Hubungkan setiap garis tegak lurus tersebut satu sama lain sehingga membentuk poligon-poligon
dimana setiap poligon hanya diwakili oleh satu stasiun pengukuran hujan yang berada di dalam atau
paling dekat dengan batas daerah aliran sungai.

Tentukan luas daerah masing-masing poligon dengan mengunakan planimeter atau kertas
milimeter blok. Jumlah dari luas daerah masing-masing poligon akan sama dengan total luas daerah
aliran sungai.
Tentukan presentase luas dari setiap poligon terhaap luas totaldaerah aliran sungai.

Kalikan presentase luas setiap poligon (hasil tahap kerja f) dengan tinggi hujan yang jatuh di dalam
poligon-poligon tersebut.

Curah hujan wilayah diperoleh dengan cara menjumlahkan perkalian persentase luas poligon
dengan tinggi hujan yang jatuh di dalam poligon tersebut (penjumlahan setiap perkalian pada tahap
kerja g).

3. Metode Isohyet

Plot semua lokasi stasiun pengukuran dan tinggi hujan yang ada di sekitar darah aliran sungai yang
akan ditentukan curah hujan wilayahnya.

Tentukan interval curah hujan yang akan digunakan.

Gambar isohyet (garis yang menghubungkan tempat-tempat yang mempunyai curah hujan yang
sama) berdasarkan interval yang telah ditentukan, berturut-turut mulai dari interval yang paling besar
samapai inteval yang palinh kecil. Dalam beberapa hal isohyet merupakan hasil interpolasi linier antara
curah hujan pada pada dua stasiun pengukuran yang berdekatan.

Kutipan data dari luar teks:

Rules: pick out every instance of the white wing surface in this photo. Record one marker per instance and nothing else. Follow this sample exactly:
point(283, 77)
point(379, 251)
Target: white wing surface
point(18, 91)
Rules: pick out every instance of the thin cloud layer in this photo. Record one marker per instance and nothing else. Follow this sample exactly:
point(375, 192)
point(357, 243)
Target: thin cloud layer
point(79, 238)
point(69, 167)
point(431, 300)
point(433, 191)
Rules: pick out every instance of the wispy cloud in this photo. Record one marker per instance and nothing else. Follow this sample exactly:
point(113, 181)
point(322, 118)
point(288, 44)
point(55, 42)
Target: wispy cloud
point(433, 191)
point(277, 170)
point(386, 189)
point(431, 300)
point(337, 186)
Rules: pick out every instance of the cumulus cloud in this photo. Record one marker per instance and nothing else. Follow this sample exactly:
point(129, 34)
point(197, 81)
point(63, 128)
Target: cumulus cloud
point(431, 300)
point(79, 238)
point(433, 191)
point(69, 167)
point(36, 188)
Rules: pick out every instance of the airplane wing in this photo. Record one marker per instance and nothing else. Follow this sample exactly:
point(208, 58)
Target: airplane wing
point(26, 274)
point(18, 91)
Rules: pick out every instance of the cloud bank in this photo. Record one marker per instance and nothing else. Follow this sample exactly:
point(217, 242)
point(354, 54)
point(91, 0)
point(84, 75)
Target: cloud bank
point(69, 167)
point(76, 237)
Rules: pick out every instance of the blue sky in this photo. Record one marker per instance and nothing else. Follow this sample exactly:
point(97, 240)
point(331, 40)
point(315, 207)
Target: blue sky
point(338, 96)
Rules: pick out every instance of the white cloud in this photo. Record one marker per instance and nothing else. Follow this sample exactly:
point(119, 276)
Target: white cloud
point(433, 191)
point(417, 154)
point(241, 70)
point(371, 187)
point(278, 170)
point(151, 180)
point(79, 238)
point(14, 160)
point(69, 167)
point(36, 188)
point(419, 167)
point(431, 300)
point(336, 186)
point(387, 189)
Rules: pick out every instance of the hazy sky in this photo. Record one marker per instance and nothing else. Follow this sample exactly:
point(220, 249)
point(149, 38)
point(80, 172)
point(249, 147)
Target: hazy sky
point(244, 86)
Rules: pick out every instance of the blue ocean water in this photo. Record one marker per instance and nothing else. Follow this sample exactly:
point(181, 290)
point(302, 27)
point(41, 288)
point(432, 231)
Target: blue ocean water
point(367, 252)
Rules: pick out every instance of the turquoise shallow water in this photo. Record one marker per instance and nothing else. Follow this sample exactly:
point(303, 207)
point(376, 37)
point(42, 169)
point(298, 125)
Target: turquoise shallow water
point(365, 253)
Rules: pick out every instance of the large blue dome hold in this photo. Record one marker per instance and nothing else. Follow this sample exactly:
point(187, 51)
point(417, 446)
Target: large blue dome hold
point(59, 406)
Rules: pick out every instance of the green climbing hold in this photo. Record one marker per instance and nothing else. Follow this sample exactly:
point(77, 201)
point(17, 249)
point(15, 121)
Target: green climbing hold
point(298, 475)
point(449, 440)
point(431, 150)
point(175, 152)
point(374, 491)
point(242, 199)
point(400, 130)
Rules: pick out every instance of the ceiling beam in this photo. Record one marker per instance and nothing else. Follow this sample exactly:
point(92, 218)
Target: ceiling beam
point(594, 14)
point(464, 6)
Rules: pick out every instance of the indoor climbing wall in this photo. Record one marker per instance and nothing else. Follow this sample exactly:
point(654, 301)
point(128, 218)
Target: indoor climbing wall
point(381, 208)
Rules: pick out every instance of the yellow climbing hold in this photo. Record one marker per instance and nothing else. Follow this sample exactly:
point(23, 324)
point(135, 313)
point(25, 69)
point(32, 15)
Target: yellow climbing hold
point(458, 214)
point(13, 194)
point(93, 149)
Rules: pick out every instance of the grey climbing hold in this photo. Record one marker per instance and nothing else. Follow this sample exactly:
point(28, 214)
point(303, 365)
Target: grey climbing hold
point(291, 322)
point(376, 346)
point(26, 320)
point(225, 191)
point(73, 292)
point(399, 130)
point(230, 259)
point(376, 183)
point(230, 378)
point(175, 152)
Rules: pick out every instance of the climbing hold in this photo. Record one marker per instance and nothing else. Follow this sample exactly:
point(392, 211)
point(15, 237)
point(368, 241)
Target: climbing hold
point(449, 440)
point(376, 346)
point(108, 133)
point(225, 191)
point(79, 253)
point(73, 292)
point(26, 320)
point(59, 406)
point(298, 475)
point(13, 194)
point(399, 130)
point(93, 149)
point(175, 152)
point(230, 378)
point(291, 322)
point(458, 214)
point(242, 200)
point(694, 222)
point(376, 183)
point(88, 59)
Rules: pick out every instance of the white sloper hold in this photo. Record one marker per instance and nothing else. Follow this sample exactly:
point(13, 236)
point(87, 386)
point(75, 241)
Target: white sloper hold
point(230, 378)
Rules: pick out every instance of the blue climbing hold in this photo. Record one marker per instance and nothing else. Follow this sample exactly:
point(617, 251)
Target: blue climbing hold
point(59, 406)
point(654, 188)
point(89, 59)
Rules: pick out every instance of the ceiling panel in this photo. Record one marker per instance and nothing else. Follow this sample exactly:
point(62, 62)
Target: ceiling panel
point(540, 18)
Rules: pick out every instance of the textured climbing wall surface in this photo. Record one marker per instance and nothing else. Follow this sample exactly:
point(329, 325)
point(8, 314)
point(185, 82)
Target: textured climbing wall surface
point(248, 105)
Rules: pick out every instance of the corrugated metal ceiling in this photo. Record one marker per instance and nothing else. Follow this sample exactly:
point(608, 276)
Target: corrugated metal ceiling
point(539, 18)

Tentukan curah hujan rata-rata diantara setiap isohyet (isohyet rata-rata) dengan metode rata-
rata hitung.

Tentukan total luas daerah yang dicakp oleh setiap isohyet dengan menggunakan planimeter atau
kertas milimeter blok.

Tentukan luas neto dari masing-masing daerah

Kalikan masing-masing isohyet rata-rata

Akumulasikan hasil dari masing-masing perkalian antara isohyet rata-ratadengan luas netto
daerahnya berturut-turut dari interval isohyet tinggi ke isohyet terendah.

Tentukan hujan ekivalen yang jatuh di setiap luasan netto isohyet dengan cara membagi akumulasi
nilai pada masing-masing interval isohyet.dengan total luas daerah yang dicakup oleh masing-masing
interval isohyet.

Curah hujan wilyah diperoleh dari hujan ekivalen yang jatuh pada luasan netto yang paling kecil.